What happens when a single agent sends messages to several different agencies? In many cases, such a message will have a different effect on each of those other agencies. As I mentioned earlier, I'll call such an agent a polyneme. For example, your word-agent for the word apple must be a polyneme because it sets your agencies for color, shape, and size into unrelated states that represent the independent properties of being red, round, and apple-sized.
But how could the same message come to have such diverse effects on so many agencies, with each effect so specifically appropriate to the idea of apple? There is only one explanation: Each of those other agencies must already have learned its own response to that same signal. Because polynemes, like politicians, mean different things to different listeners, each listener must learn its own, different way to react to that message. (The prefix poly- is to suggest diversity, and the suffix -neme is to indicate how this depends on memory.)
To understand a polyneme, each agency must learn its own specific and appropriate response. Each agency must have its private dictionary or memory bank to tell it how to respond to every polyneme.

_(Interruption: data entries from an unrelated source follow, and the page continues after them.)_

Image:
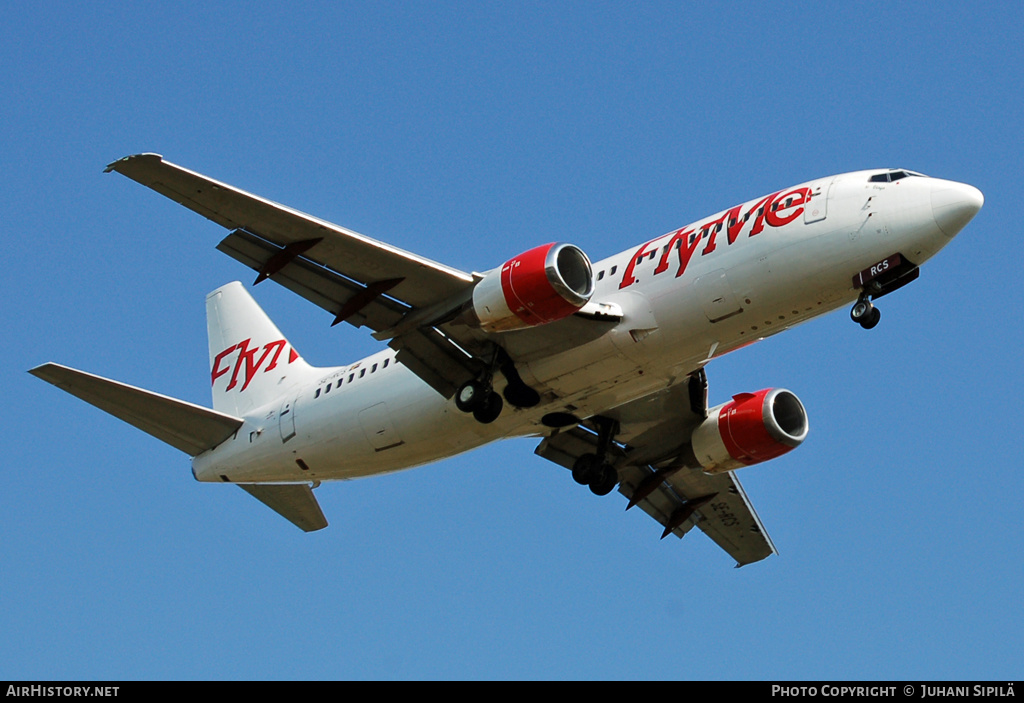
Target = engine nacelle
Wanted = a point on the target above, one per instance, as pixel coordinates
(538, 287)
(750, 429)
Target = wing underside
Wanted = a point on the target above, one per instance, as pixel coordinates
(401, 297)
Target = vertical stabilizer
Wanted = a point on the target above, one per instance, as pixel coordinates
(251, 362)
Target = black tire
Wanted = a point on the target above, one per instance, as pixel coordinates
(470, 396)
(872, 319)
(489, 409)
(605, 480)
(861, 311)
(584, 469)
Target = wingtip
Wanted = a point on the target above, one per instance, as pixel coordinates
(113, 166)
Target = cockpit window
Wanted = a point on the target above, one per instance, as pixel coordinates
(894, 175)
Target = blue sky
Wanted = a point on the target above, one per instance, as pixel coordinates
(467, 132)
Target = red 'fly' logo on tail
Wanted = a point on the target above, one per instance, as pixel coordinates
(248, 362)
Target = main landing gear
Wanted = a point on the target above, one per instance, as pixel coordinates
(480, 399)
(478, 396)
(864, 313)
(592, 469)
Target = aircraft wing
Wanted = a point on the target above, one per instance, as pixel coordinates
(398, 295)
(648, 452)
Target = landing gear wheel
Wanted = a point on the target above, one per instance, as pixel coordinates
(489, 409)
(871, 319)
(471, 396)
(584, 469)
(862, 311)
(604, 481)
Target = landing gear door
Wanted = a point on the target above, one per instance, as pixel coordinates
(817, 206)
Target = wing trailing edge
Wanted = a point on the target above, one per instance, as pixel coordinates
(294, 501)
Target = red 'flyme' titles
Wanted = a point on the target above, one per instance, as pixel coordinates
(776, 210)
(247, 361)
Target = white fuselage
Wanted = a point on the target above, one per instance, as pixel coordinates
(742, 275)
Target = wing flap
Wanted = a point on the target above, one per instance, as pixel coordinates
(192, 429)
(320, 286)
(354, 256)
(294, 501)
(728, 518)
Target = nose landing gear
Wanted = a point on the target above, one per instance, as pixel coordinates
(864, 313)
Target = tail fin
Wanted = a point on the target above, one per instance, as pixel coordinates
(251, 362)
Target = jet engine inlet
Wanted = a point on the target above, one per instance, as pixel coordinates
(541, 286)
(750, 429)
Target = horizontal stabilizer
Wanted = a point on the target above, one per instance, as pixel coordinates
(192, 429)
(294, 501)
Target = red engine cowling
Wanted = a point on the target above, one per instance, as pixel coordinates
(538, 287)
(750, 429)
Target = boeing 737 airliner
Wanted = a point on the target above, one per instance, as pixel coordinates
(603, 362)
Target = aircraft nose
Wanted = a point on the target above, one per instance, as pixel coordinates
(953, 205)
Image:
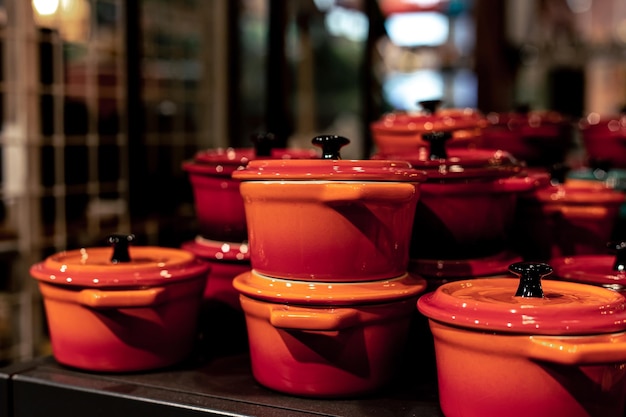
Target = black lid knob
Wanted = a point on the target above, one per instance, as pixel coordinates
(437, 141)
(120, 243)
(430, 106)
(330, 144)
(263, 143)
(619, 264)
(530, 274)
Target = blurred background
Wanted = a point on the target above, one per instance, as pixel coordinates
(101, 101)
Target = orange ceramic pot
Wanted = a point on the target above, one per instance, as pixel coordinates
(565, 220)
(329, 219)
(218, 204)
(400, 132)
(119, 316)
(501, 354)
(227, 260)
(327, 339)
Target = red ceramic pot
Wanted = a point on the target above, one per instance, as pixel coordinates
(327, 339)
(467, 203)
(329, 219)
(562, 353)
(400, 132)
(227, 260)
(604, 139)
(565, 220)
(539, 138)
(218, 204)
(120, 314)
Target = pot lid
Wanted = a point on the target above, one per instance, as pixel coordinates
(527, 305)
(605, 270)
(223, 161)
(464, 268)
(120, 266)
(329, 167)
(455, 163)
(272, 289)
(214, 250)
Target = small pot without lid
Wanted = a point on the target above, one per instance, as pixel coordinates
(121, 316)
(559, 354)
(217, 200)
(329, 219)
(327, 339)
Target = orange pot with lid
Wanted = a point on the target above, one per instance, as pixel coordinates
(528, 347)
(121, 309)
(327, 339)
(329, 219)
(399, 132)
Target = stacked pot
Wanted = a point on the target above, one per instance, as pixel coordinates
(328, 302)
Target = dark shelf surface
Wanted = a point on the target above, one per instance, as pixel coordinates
(217, 386)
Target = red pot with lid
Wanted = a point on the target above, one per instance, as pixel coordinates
(327, 339)
(329, 219)
(218, 204)
(537, 137)
(565, 220)
(467, 203)
(604, 139)
(399, 132)
(126, 309)
(508, 347)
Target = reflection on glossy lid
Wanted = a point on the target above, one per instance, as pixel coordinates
(272, 289)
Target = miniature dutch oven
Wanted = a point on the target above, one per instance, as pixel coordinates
(604, 270)
(120, 310)
(227, 260)
(539, 138)
(565, 220)
(327, 339)
(528, 348)
(329, 219)
(399, 132)
(467, 203)
(219, 208)
(604, 140)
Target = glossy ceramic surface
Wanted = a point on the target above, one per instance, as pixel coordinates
(217, 200)
(303, 343)
(539, 138)
(121, 317)
(565, 220)
(329, 230)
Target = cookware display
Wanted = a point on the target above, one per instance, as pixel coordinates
(217, 200)
(122, 309)
(508, 347)
(398, 132)
(539, 138)
(566, 219)
(327, 339)
(468, 201)
(329, 219)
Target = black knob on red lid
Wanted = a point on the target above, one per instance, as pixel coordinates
(530, 274)
(437, 141)
(331, 145)
(120, 243)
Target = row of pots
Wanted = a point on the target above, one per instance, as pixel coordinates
(540, 138)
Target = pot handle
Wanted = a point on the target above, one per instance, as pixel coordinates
(345, 192)
(120, 299)
(302, 318)
(600, 349)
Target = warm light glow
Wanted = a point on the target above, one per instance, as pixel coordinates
(45, 7)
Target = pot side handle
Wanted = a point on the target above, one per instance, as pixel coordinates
(346, 192)
(120, 299)
(300, 318)
(600, 349)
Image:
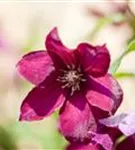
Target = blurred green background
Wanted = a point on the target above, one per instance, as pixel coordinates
(23, 27)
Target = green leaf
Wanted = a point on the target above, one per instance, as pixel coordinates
(7, 140)
(102, 22)
(130, 48)
(124, 75)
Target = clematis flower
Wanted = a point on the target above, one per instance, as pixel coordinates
(74, 80)
(118, 133)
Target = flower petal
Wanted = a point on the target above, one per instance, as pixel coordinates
(113, 121)
(58, 52)
(127, 125)
(95, 60)
(79, 146)
(104, 92)
(35, 66)
(128, 143)
(76, 118)
(42, 101)
(104, 140)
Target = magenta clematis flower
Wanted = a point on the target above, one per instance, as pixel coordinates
(74, 80)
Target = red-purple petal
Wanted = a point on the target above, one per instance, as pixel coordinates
(35, 66)
(94, 59)
(104, 93)
(79, 146)
(128, 143)
(76, 118)
(104, 140)
(42, 101)
(58, 52)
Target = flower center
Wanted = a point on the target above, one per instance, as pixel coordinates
(71, 79)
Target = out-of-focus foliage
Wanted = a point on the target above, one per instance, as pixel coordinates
(130, 48)
(7, 140)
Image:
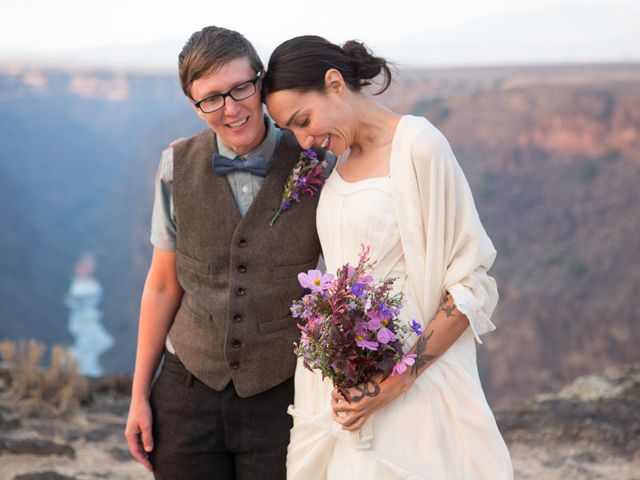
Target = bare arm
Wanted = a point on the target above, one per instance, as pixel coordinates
(442, 332)
(160, 300)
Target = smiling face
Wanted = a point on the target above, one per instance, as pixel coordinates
(239, 124)
(317, 119)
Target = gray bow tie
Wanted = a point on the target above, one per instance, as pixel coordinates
(254, 164)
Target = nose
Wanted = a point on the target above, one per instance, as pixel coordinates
(305, 141)
(231, 106)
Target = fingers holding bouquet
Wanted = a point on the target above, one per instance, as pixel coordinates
(352, 408)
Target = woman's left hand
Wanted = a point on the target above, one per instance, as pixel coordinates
(367, 398)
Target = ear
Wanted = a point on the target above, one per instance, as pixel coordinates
(334, 82)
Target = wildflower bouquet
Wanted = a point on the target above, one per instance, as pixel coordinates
(349, 325)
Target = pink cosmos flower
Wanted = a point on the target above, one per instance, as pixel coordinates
(363, 342)
(404, 362)
(385, 335)
(315, 280)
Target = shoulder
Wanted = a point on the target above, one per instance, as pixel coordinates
(165, 170)
(422, 139)
(204, 138)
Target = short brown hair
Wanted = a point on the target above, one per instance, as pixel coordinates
(209, 49)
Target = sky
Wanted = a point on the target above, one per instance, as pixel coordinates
(148, 34)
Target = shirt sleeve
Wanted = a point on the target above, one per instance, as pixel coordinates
(471, 256)
(163, 221)
(467, 249)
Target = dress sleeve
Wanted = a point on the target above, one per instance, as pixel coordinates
(163, 222)
(467, 250)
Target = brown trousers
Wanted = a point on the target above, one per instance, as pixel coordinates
(202, 434)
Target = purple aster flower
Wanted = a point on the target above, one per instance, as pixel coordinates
(363, 342)
(384, 310)
(310, 154)
(416, 327)
(404, 362)
(376, 318)
(315, 280)
(357, 289)
(385, 335)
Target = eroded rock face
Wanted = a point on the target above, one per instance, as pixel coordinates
(589, 429)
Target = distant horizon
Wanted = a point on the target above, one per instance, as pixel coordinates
(47, 66)
(149, 34)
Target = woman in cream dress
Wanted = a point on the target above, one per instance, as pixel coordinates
(398, 188)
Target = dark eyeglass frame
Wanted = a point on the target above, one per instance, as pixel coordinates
(229, 93)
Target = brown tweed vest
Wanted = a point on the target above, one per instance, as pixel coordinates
(239, 274)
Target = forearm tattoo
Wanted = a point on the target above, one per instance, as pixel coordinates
(370, 388)
(447, 310)
(422, 358)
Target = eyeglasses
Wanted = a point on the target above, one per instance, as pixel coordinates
(241, 91)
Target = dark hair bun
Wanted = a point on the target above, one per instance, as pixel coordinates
(366, 65)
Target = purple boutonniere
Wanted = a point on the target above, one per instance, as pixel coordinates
(307, 176)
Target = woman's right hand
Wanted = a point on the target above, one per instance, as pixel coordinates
(138, 431)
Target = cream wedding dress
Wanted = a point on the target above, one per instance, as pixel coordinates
(442, 428)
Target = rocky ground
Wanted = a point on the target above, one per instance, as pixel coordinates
(589, 430)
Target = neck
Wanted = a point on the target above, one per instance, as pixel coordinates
(374, 125)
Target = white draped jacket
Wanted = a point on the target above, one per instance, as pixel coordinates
(446, 247)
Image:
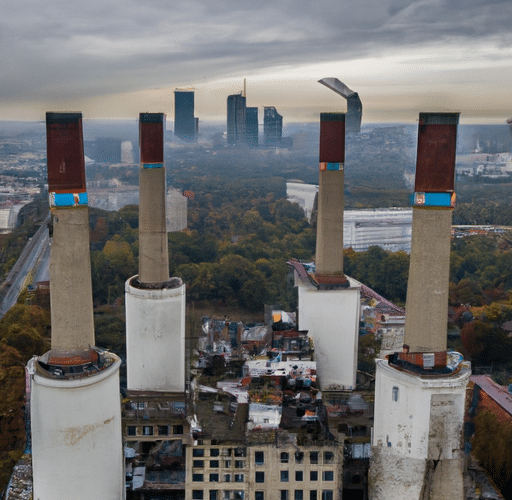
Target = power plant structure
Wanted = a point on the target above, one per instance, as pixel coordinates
(329, 301)
(155, 303)
(75, 410)
(354, 105)
(420, 392)
(85, 442)
(185, 124)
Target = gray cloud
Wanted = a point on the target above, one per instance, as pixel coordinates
(60, 48)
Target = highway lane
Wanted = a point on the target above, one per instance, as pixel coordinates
(32, 262)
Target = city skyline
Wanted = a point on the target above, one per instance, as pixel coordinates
(112, 60)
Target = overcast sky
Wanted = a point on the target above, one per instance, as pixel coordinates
(116, 58)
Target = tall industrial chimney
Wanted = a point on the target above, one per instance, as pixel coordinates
(155, 304)
(328, 300)
(75, 410)
(329, 238)
(429, 271)
(420, 392)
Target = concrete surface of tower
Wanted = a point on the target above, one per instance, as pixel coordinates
(184, 121)
(155, 304)
(328, 300)
(420, 392)
(75, 404)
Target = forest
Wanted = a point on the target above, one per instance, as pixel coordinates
(233, 258)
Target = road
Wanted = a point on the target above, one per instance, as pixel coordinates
(32, 265)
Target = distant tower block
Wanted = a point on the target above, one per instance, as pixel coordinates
(420, 392)
(328, 300)
(155, 304)
(74, 407)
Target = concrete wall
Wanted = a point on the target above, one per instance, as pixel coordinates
(155, 338)
(77, 448)
(332, 320)
(417, 435)
(426, 419)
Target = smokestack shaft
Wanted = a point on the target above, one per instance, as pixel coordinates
(153, 245)
(70, 266)
(329, 242)
(427, 292)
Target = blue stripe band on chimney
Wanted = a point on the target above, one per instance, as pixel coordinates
(152, 165)
(68, 199)
(331, 166)
(432, 200)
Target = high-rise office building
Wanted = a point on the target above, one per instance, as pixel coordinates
(272, 126)
(237, 120)
(252, 127)
(184, 121)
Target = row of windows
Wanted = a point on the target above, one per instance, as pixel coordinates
(215, 464)
(260, 495)
(259, 477)
(218, 495)
(223, 452)
(314, 457)
(259, 456)
(154, 430)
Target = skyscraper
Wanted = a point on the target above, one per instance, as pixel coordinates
(272, 126)
(184, 121)
(252, 127)
(237, 120)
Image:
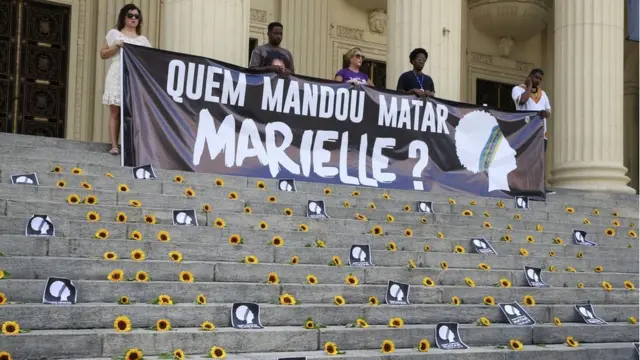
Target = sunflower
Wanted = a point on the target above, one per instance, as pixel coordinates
(312, 279)
(189, 192)
(121, 217)
(116, 275)
(91, 200)
(396, 322)
(219, 223)
(150, 219)
(387, 346)
(175, 256)
(287, 299)
(163, 236)
(272, 278)
(10, 328)
(217, 352)
(571, 342)
(529, 300)
(73, 199)
(102, 234)
(488, 300)
(391, 246)
(470, 282)
(138, 255)
(207, 326)
(351, 280)
(122, 324)
(201, 299)
(330, 348)
(424, 345)
(515, 345)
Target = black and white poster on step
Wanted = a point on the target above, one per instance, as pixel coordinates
(246, 316)
(533, 276)
(588, 314)
(516, 314)
(448, 337)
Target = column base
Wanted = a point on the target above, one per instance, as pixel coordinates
(591, 176)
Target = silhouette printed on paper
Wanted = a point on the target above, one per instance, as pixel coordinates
(588, 314)
(360, 255)
(144, 172)
(448, 337)
(25, 179)
(397, 293)
(246, 316)
(482, 246)
(59, 291)
(516, 314)
(287, 185)
(533, 277)
(481, 147)
(40, 225)
(185, 217)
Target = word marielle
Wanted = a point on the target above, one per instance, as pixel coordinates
(200, 82)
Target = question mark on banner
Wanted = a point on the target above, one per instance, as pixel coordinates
(422, 163)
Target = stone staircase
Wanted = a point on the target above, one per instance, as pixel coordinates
(86, 330)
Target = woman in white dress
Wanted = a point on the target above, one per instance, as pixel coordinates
(128, 30)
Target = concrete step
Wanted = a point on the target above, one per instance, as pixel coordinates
(96, 343)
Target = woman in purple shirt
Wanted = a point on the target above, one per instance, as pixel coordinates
(352, 73)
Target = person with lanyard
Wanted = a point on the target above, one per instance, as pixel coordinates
(414, 81)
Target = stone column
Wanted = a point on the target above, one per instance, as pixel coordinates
(306, 35)
(217, 29)
(588, 84)
(435, 25)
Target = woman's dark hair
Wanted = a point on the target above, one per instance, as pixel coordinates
(123, 15)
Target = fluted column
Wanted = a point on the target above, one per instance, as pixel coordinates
(588, 85)
(306, 35)
(435, 25)
(217, 29)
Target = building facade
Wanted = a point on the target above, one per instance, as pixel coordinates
(52, 78)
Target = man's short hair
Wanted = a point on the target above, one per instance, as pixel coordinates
(536, 71)
(273, 25)
(415, 52)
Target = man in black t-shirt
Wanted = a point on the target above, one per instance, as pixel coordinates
(414, 81)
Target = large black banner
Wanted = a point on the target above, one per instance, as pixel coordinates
(191, 113)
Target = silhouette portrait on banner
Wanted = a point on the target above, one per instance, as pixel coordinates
(481, 147)
(59, 291)
(40, 225)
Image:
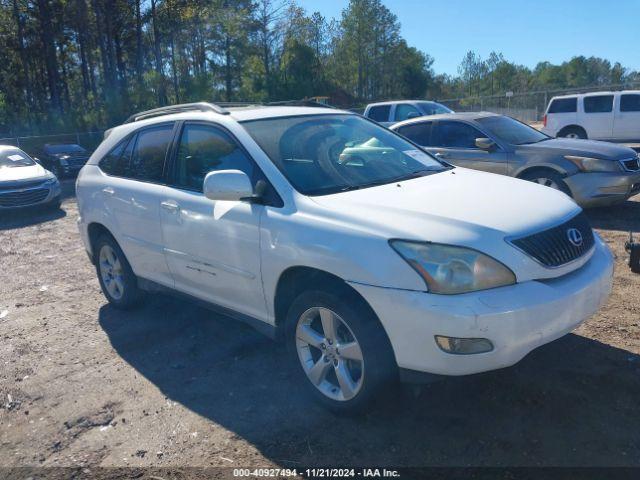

How could all those agencies learn how to respond to each polyneme? If each polyneme were connected to a K-line in each agency, each of those K-lines would need only to learn what partial state to arouse inside its agency. The drawing below suggests that those K-lines could form little memorizers next to the agencies that they affect. Thus, memories are formed and stored close to the places where they are used.
Can any simple scheme like this give rise to all the richness of the meaning of a real language-word? The answer is that all ideas about meaning will seem inadequate by themselves, since nothing can mean anything except within some larger context of ideas.